A open letter/rant to my cousin that raped me

I'll never understand why. Why did you hurt me? Why did you think it was okay? Why do you ignore me like a coward instead of facing me? All I want is answers...its been a little over a year yet all I've gotten is sleepless nights from the horrible nightmares and tears if any little thing reminds me of that day. I want to be normal again but I don't think I will ever be the same. I often sit and wonder was it me ? Did I do something to make you believe it was okay? NO I need to stop blaming myself it wasn't me it was you! I will never forget and I will always hate you you are my cousin my blood you were suppose to protect me that night but did the opposite.
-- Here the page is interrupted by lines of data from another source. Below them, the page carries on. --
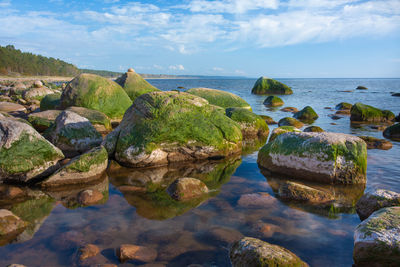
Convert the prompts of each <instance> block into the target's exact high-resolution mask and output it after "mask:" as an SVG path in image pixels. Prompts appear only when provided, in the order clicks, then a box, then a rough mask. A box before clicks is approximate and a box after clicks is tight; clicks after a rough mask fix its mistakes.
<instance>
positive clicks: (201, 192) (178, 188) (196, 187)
mask: <svg viewBox="0 0 400 267" xmlns="http://www.w3.org/2000/svg"><path fill="white" fill-rule="evenodd" d="M167 192H168V194H169V195H170V196H171V197H172V198H173V199H175V200H178V201H184V200H190V199H193V198H199V197H201V196H203V195H204V194H206V193H208V188H207V186H206V185H205V184H204V183H203V182H202V181H200V180H199V179H195V178H186V177H185V178H179V179H177V180H175V181H174V182H173V183H172V184H171V185H170V186H169V187H168V189H167Z"/></svg>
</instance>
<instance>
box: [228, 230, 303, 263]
mask: <svg viewBox="0 0 400 267" xmlns="http://www.w3.org/2000/svg"><path fill="white" fill-rule="evenodd" d="M229 257H230V260H231V263H232V266H234V267H244V266H265V267H267V266H270V267H273V266H299V267H303V266H304V267H305V266H308V264H307V263H305V262H303V261H302V260H301V259H300V258H299V257H297V256H296V255H295V254H293V253H292V252H291V251H289V250H287V249H285V248H283V247H280V246H277V245H272V244H270V243H267V242H264V241H262V240H260V239H256V238H251V237H244V238H242V239H240V240H239V241H237V242H235V243H233V245H232V247H231V249H230V251H229Z"/></svg>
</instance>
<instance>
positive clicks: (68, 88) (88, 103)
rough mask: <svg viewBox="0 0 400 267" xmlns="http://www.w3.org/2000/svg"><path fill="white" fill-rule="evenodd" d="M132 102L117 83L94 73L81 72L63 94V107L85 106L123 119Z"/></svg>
mask: <svg viewBox="0 0 400 267" xmlns="http://www.w3.org/2000/svg"><path fill="white" fill-rule="evenodd" d="M131 104H132V101H131V100H130V98H129V96H128V95H127V94H126V92H125V91H124V89H122V87H121V86H119V85H118V84H117V83H115V82H113V81H111V80H109V79H106V78H103V77H100V76H98V75H94V74H86V73H84V74H80V75H78V76H77V77H75V78H74V79H73V80H72V81H70V82H69V83H68V84H67V86H66V88H65V90H64V91H63V93H62V95H61V108H62V109H66V108H68V107H71V106H78V107H85V108H88V109H94V110H98V111H101V112H103V113H104V114H106V115H107V116H108V117H110V118H111V119H121V118H122V116H123V115H124V113H125V111H126V110H127V109H128V108H129V106H130V105H131Z"/></svg>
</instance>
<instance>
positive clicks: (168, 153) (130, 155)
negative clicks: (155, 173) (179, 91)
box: [104, 91, 242, 167]
mask: <svg viewBox="0 0 400 267" xmlns="http://www.w3.org/2000/svg"><path fill="white" fill-rule="evenodd" d="M241 144H242V133H241V130H240V126H239V125H238V124H237V123H236V122H234V121H233V120H231V119H230V118H228V117H227V116H225V114H224V112H223V111H221V110H220V109H219V108H216V107H215V106H213V105H210V104H209V103H208V101H207V100H205V99H203V98H200V97H198V96H194V95H191V94H187V93H180V92H174V91H171V92H152V93H148V94H144V95H142V96H140V97H138V98H137V99H136V100H135V102H134V103H133V105H132V106H131V107H130V108H129V109H128V110H127V112H126V114H125V116H124V118H123V120H122V121H121V124H120V125H119V126H118V127H117V128H116V129H115V130H114V131H113V132H111V133H110V134H109V135H107V137H106V139H105V142H104V145H105V146H106V148H107V150H108V151H109V153H110V154H111V155H112V154H113V152H114V150H115V159H116V160H117V161H118V162H119V163H120V164H123V165H127V166H130V167H144V166H155V165H165V164H168V163H169V162H176V161H192V160H197V159H206V158H214V157H224V156H228V155H231V154H234V153H238V152H240V151H241Z"/></svg>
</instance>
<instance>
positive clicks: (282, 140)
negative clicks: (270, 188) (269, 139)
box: [257, 132, 367, 184]
mask: <svg viewBox="0 0 400 267" xmlns="http://www.w3.org/2000/svg"><path fill="white" fill-rule="evenodd" d="M257 163H258V165H259V166H260V167H262V168H265V169H268V170H269V171H271V172H273V173H279V174H284V175H290V176H291V177H293V178H299V179H305V180H311V181H315V182H321V183H329V184H362V183H365V182H366V170H367V147H366V144H365V142H364V141H363V140H361V139H360V138H358V137H355V136H352V135H347V134H340V133H328V132H323V133H305V132H300V133H297V132H291V133H284V134H281V135H278V136H277V137H276V138H275V139H274V140H273V141H272V142H268V143H267V144H266V145H265V146H264V147H263V148H261V150H260V151H259V153H258V160H257Z"/></svg>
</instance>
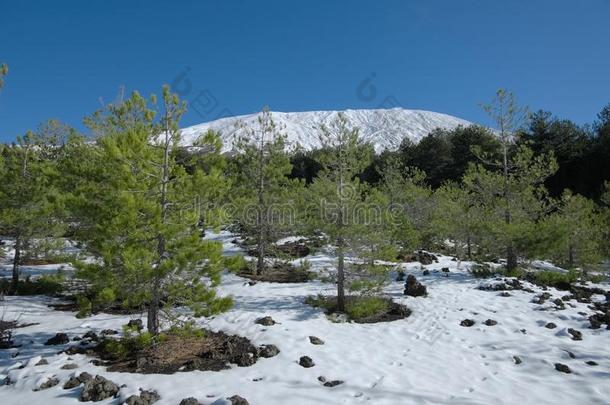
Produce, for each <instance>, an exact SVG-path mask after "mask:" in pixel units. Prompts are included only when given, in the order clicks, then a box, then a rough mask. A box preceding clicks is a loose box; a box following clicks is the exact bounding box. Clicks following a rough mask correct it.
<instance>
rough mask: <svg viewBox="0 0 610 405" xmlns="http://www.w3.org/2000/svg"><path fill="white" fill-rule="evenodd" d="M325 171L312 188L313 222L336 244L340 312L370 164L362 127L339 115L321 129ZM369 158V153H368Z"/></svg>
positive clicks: (337, 309)
mask: <svg viewBox="0 0 610 405" xmlns="http://www.w3.org/2000/svg"><path fill="white" fill-rule="evenodd" d="M320 142H321V144H322V148H323V153H321V154H320V163H321V165H322V166H323V170H322V171H321V172H320V174H319V175H318V177H317V178H316V179H315V180H314V182H313V183H312V185H311V187H310V191H311V197H312V198H314V199H315V201H314V207H316V208H315V209H314V211H315V213H313V214H312V216H311V220H312V221H313V222H314V223H315V224H316V225H317V226H318V227H319V229H322V230H323V231H324V232H325V233H326V234H327V235H328V236H329V237H330V238H331V240H332V241H333V242H334V245H335V246H336V253H337V310H338V311H345V273H346V272H345V257H346V253H347V251H348V249H349V238H350V237H351V236H354V231H355V230H357V229H358V228H359V225H361V224H358V223H357V221H355V219H356V216H355V214H354V213H355V212H356V208H357V205H358V204H359V203H361V202H362V185H361V184H360V182H359V181H358V179H357V177H356V176H357V175H358V174H359V173H360V172H361V171H362V169H363V168H365V167H366V166H367V165H368V164H369V163H370V162H369V161H368V160H367V159H366V156H363V154H364V152H365V151H366V149H365V148H362V147H361V145H362V140H361V139H360V136H359V131H358V128H352V127H351V126H350V125H349V123H348V121H347V118H346V117H345V115H344V114H342V113H339V114H338V115H337V117H336V118H335V119H334V120H333V121H332V122H331V123H330V124H329V125H328V126H322V127H321V128H320ZM367 155H368V154H367Z"/></svg>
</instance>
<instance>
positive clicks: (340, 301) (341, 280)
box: [337, 237, 345, 312]
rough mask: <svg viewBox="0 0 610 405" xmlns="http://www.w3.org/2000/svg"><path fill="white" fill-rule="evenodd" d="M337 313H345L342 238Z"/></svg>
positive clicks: (339, 249) (339, 263) (344, 283)
mask: <svg viewBox="0 0 610 405" xmlns="http://www.w3.org/2000/svg"><path fill="white" fill-rule="evenodd" d="M337 245H338V248H337V256H338V260H337V311H339V312H345V253H344V247H343V245H344V241H343V238H342V237H339V238H338V239H337Z"/></svg>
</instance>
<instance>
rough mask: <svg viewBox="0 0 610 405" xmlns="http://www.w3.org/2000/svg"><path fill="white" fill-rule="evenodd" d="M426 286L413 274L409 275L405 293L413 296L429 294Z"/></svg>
mask: <svg viewBox="0 0 610 405" xmlns="http://www.w3.org/2000/svg"><path fill="white" fill-rule="evenodd" d="M427 293H428V292H427V289H426V286H424V285H423V284H422V283H420V282H419V281H417V278H415V276H414V275H413V274H409V275H408V276H407V282H406V283H405V290H404V295H408V296H411V297H422V296H425V295H427Z"/></svg>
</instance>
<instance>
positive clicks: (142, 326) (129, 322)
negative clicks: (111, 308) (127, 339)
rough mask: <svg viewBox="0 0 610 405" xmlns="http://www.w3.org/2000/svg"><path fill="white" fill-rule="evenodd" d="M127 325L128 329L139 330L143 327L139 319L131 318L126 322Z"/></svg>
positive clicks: (140, 321) (141, 322) (138, 331)
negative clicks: (129, 320) (133, 329)
mask: <svg viewBox="0 0 610 405" xmlns="http://www.w3.org/2000/svg"><path fill="white" fill-rule="evenodd" d="M127 327H128V328H130V329H135V330H137V331H138V332H139V331H141V330H142V329H144V324H143V323H142V320H141V319H132V320H130V321H129V322H127Z"/></svg>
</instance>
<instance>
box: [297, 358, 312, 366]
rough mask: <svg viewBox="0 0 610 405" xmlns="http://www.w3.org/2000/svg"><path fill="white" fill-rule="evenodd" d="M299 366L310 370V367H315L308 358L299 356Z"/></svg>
mask: <svg viewBox="0 0 610 405" xmlns="http://www.w3.org/2000/svg"><path fill="white" fill-rule="evenodd" d="M299 365H300V366H301V367H305V368H310V367H313V366H315V363H314V362H313V360H312V359H311V357H309V356H301V358H300V359H299Z"/></svg>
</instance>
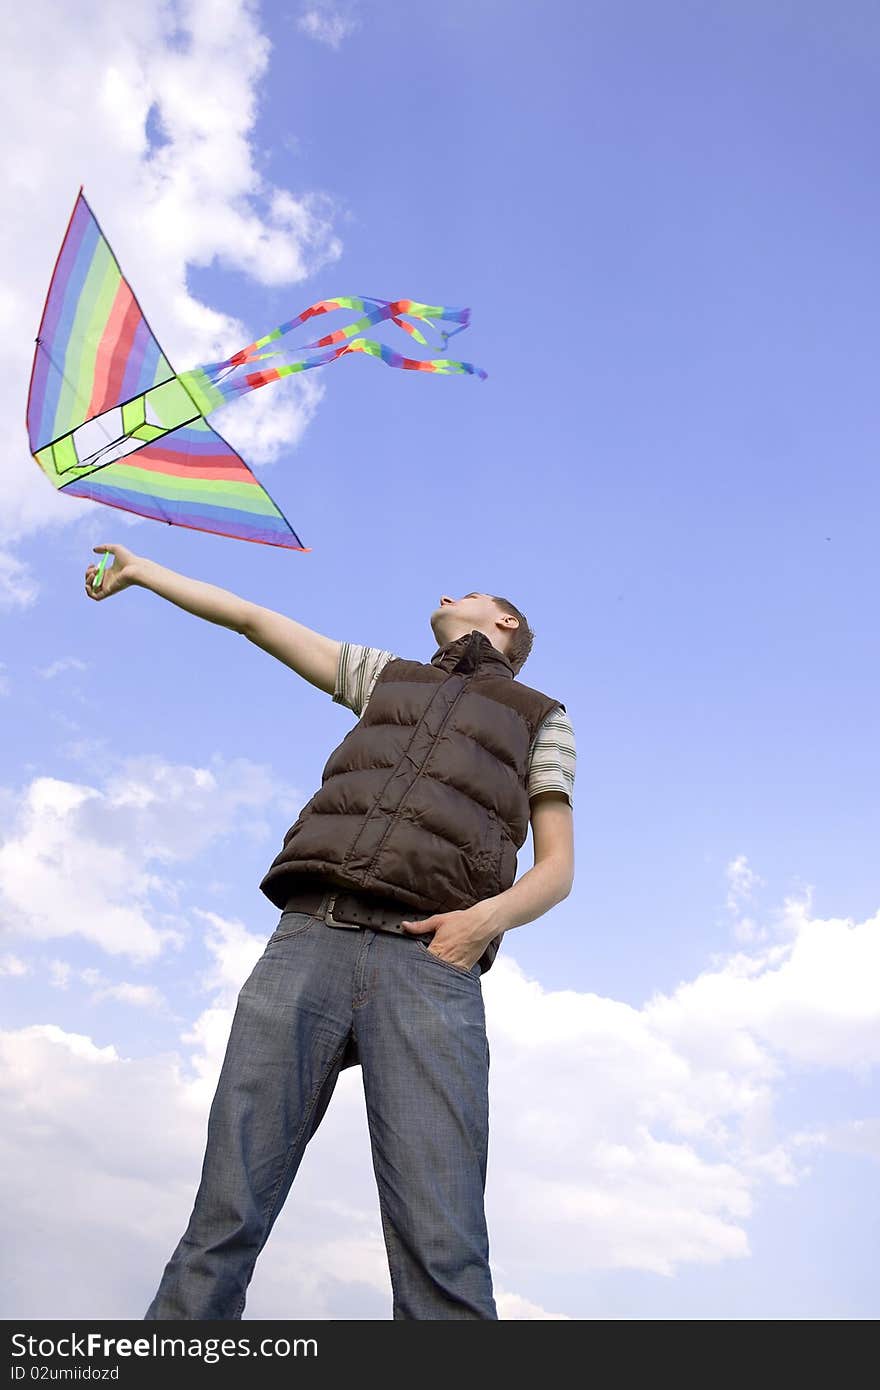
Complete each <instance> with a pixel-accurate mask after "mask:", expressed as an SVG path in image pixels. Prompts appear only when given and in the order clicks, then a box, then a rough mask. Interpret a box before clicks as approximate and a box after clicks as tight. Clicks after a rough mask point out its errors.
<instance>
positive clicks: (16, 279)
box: [0, 0, 342, 609]
mask: <svg viewBox="0 0 880 1390" xmlns="http://www.w3.org/2000/svg"><path fill="white" fill-rule="evenodd" d="M172 19H177V25H175V24H174V22H172ZM4 40H6V46H4V53H6V64H4V83H6V99H7V101H6V108H7V122H6V135H7V139H6V140H4V145H3V150H0V171H1V174H3V183H4V189H6V193H7V197H8V199H10V202H11V203H14V206H15V217H7V218H6V220H4V221H3V224H0V265H4V267H7V270H6V272H3V275H0V329H1V331H0V407H1V409H3V410H4V414H6V416H7V417H8V418H11V420H19V418H21V402H22V399H24V398H25V395H26V389H28V377H29V370H31V352H32V345H33V335H35V334H36V329H38V324H39V316H40V309H42V304H43V297H44V293H46V289H47V285H49V279H50V275H51V267H53V264H54V259H56V254H57V250H58V246H60V243H61V238H63V234H64V227H65V222H67V217H68V214H70V210H71V207H72V203H74V197H75V193H76V188H78V185H79V183H81V182H82V183H83V185H85V192H86V196H88V197H89V200H90V203H92V206H93V207H95V210H96V213H97V215H99V218H100V220H101V224H103V227H104V231H106V232H107V235H108V238H110V240H111V243H113V246H114V250H115V252H117V256H118V257H120V261H121V264H122V268H124V271H125V272H127V275H128V277H129V279H131V282H132V288H133V289H135V293H136V295H138V297H139V300H140V303H142V304H143V307H145V311H146V313H147V316H149V318H150V321H152V324H153V328H154V329H156V332H157V335H158V338H160V342H161V343H163V347H164V349H165V352H167V353H168V356H170V357H171V360H172V361H174V363H175V364H177V366H179V367H186V366H192V364H193V363H195V361H199V360H204V359H215V357H218V356H221V354H222V353H225V352H229V350H232V349H235V347H239V346H241V345H242V343H243V342H247V339H249V338H252V336H253V335H254V331H260V329H266V328H267V327H271V325H267V324H263V322H252V324H247V325H246V324H243V322H241V321H239V320H236V318H234V317H232V316H229V314H225V313H222V311H220V310H217V309H214V307H211V306H209V304H206V303H203V302H200V300H199V299H197V297H196V296H195V295H193V293H192V292H190V289H189V286H188V267H190V265H210V264H211V263H218V264H221V265H224V267H228V268H231V270H236V271H242V272H243V274H246V275H250V277H252V278H253V279H256V281H259V282H260V284H263V285H293V284H299V282H302V281H303V279H306V278H307V277H310V275H313V274H314V272H316V271H317V270H320V268H321V267H323V265H327V264H332V263H334V261H335V260H338V259H339V256H341V250H342V246H341V240H339V238H338V236H336V234H335V229H334V224H335V220H336V217H338V211H339V208H338V204H336V202H335V199H334V197H332V196H331V195H328V193H324V192H321V190H316V189H299V190H292V189H286V188H281V186H277V185H274V183H271V182H268V181H267V179H266V178H264V177H263V174H261V172H260V152H259V147H257V145H256V140H254V125H256V120H257V103H259V93H260V88H261V83H263V79H264V75H266V71H267V65H268V57H270V44H268V40H267V38H266V35H264V33H263V32H261V29H260V25H259V17H257V14H256V10H254V7H253V6H252V4H249V3H247V0H228V3H227V4H224V6H220V7H218V6H215V4H213V3H210V0H188V3H186V4H184V6H179V7H174V11H172V10H171V8H170V7H168V6H131V4H124V3H122V0H110V3H106V0H83V3H82V4H78V6H75V7H74V8H71V7H70V6H67V4H63V3H61V0H47V3H44V4H39V6H25V7H21V8H19V10H18V11H17V14H15V22H14V24H11V25H7V31H6V35H4ZM35 54H39V68H40V82H42V85H43V89H44V90H51V101H50V103H36V104H35V103H33V100H32V95H33V93H32V74H33V61H35ZM193 92H197V93H199V100H197V101H193ZM22 227H26V228H28V229H29V231H28V235H26V236H24V238H22V235H21V229H22ZM11 267H14V270H13V268H11ZM22 325H25V328H26V325H31V331H29V332H28V331H22ZM323 392H324V388H323V386H321V385H318V384H316V382H314V381H311V379H303V378H298V379H295V381H292V382H291V384H289V389H284V391H279V392H275V393H271V399H268V396H270V392H257V393H256V396H254V398H252V400H250V402H249V403H247V407H246V409H245V410H239V409H238V407H234V409H231V410H229V411H228V418H227V416H224V423H222V427H221V428H222V432H224V435H227V438H229V442H231V443H234V445H235V446H236V448H241V449H242V450H243V452H246V453H247V452H249V446H250V443H253V449H252V450H250V457H252V459H253V461H254V463H260V461H268V460H271V459H272V457H275V456H277V455H278V450H279V449H281V448H282V446H284V448H291V445H293V443H295V442H296V441H298V438H299V436H300V435H302V432H303V430H304V428H306V425H307V423H309V420H310V418H311V416H313V414H314V410H316V407H317V403H318V402H320V399H321V396H323ZM0 485H1V486H3V492H4V499H6V502H4V507H3V516H1V517H0V546H6V549H0V607H6V609H15V607H28V606H29V605H32V603H33V602H35V599H36V596H38V594H39V584H38V581H36V577H35V575H33V574H31V573H28V571H26V569H25V567H24V566H22V563H21V560H19V559H17V557H15V556H14V555H13V553H11V549H10V548H11V546H13V545H14V542H15V541H17V539H21V538H25V537H28V535H33V534H36V532H40V531H44V530H47V528H56V527H70V525H72V524H79V523H81V521H82V520H85V518H90V517H93V516H95V513H96V505H95V503H90V502H85V500H76V499H70V498H63V496H58V495H57V493H56V491H54V489H53V488H51V486H50V484H49V482H47V480H46V478H43V477H42V475H40V473H39V470H38V468H36V466H35V464H33V461H32V459H31V457H29V453H28V446H26V439H25V436H24V431H22V432H21V434H17V432H13V434H11V435H8V436H7V442H6V446H4V449H3V450H1V452H0ZM97 510H100V514H106V513H104V509H97ZM114 517H115V523H114V524H118V525H128V524H132V525H136V527H139V525H149V523H145V521H140V520H138V518H132V517H127V514H125V513H121V512H115V513H114Z"/></svg>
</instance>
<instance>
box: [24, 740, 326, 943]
mask: <svg viewBox="0 0 880 1390" xmlns="http://www.w3.org/2000/svg"><path fill="white" fill-rule="evenodd" d="M298 795H299V794H298V792H296V791H295V790H293V788H288V787H284V785H282V784H279V783H278V781H275V780H274V778H272V777H271V774H270V771H268V770H267V769H264V767H260V766H257V765H254V763H250V762H247V759H231V760H227V759H222V758H215V759H213V760H211V765H210V766H209V767H192V766H185V765H175V763H168V762H165V760H164V759H161V758H154V756H131V758H122V759H115V760H110V762H108V765H107V766H106V769H104V774H103V777H101V780H99V781H97V783H96V781H68V780H64V778H60V777H36V778H35V780H33V781H31V783H29V784H28V785H26V787H25V788H24V791H22V792H21V794H19V795H18V798H17V799H14V798H13V795H11V792H10V795H8V801H10V806H11V808H14V809H11V810H10V813H8V815H7V816H6V817H4V821H3V824H1V826H0V910H1V916H0V920H3V923H4V926H6V930H7V931H10V933H17V934H19V935H22V937H25V938H28V940H32V941H35V940H57V938H63V937H79V938H82V940H85V941H89V942H92V944H93V945H96V947H99V948H100V949H101V951H106V952H108V954H110V955H128V956H131V958H132V959H135V960H152V959H154V958H157V956H158V954H160V952H161V951H163V949H164V948H178V947H181V945H182V944H184V941H185V938H186V931H188V923H186V919H185V915H184V910H182V908H181V902H179V894H181V887H179V884H178V880H177V878H175V877H174V876H172V873H171V872H170V870H171V869H172V867H174V866H185V865H186V863H188V862H189V860H192V859H195V858H196V856H197V855H199V853H202V852H203V851H204V849H206V848H207V847H209V845H211V844H214V842H215V841H217V840H218V838H222V837H224V835H228V834H231V833H234V831H235V834H236V835H242V834H243V835H245V837H247V838H252V840H253V838H256V840H261V838H263V837H264V835H267V834H268V828H270V827H268V821H267V820H264V819H263V816H264V815H266V813H267V812H268V810H270V809H271V808H278V812H279V815H284V810H285V809H286V808H289V805H292V802H293V801H295V799H296V796H298ZM300 801H302V798H300Z"/></svg>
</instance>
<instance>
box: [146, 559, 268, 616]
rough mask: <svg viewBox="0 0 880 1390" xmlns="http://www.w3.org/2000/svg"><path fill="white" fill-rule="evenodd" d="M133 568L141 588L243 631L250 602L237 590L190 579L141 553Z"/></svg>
mask: <svg viewBox="0 0 880 1390" xmlns="http://www.w3.org/2000/svg"><path fill="white" fill-rule="evenodd" d="M133 569H135V575H133V582H135V584H138V585H140V588H143V589H152V592H153V594H158V596H160V598H163V599H168V602H170V603H175V605H177V606H178V607H182V609H185V612H186V613H193V614H195V616H196V617H203V619H206V621H209V623H218V624H220V626H221V627H228V628H232V631H235V632H241V631H242V627H243V623H245V613H246V610H247V607H249V605H247V600H246V599H242V598H239V595H238V594H231V592H229V589H221V588H218V587H217V585H215V584H206V582H204V581H203V580H190V578H188V577H186V575H185V574H177V573H175V571H174V570H168V569H165V566H164V564H157V563H156V560H147V559H145V557H143V556H139V557H138V560H136V562H135V566H133Z"/></svg>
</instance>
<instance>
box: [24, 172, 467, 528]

Now I'm being told nothing can happen because I was drinking and you were too because there was not a "witness" when it happened because I was to afraid to yell NO STOP should I have ?yeah probably but no one understands what it's like you can say your going to do a certain thing in a situation but when it comes down to it you react differently  but strangely you weren't violent with me you were trying to make love to me (gross) which really freaked me out and I'm not sure which  would have been worse..I was terrified I didn't know if I did say anything if things would become violent but I did know if I laid there and pretended to be asleep I was going to be alive tomorrow...this world is so messed up I'm left with the emotional and mental scars and you get to walk around with no shame no consequences nothing legally can be done or this is what I'm told so when I beg you to please just give me answers why do you ignore me ?you are a coward and karma will come it may not be today or tomorrow or even a year from now but in some way it will and I will be patiently waiting until that day. I'm trying to heal from this taking it day by day but I feel alone I feel as if no one will truly understand why I did things the way I did I've told a few and gotten "why didn't you say no" or "why didn't you get up and leave" because I was scared okay that's why someone I grew up with someone who is suppose to protect me violated me and you're gonna ask me why I didn't do anything ?! Why did he?! Please answer that.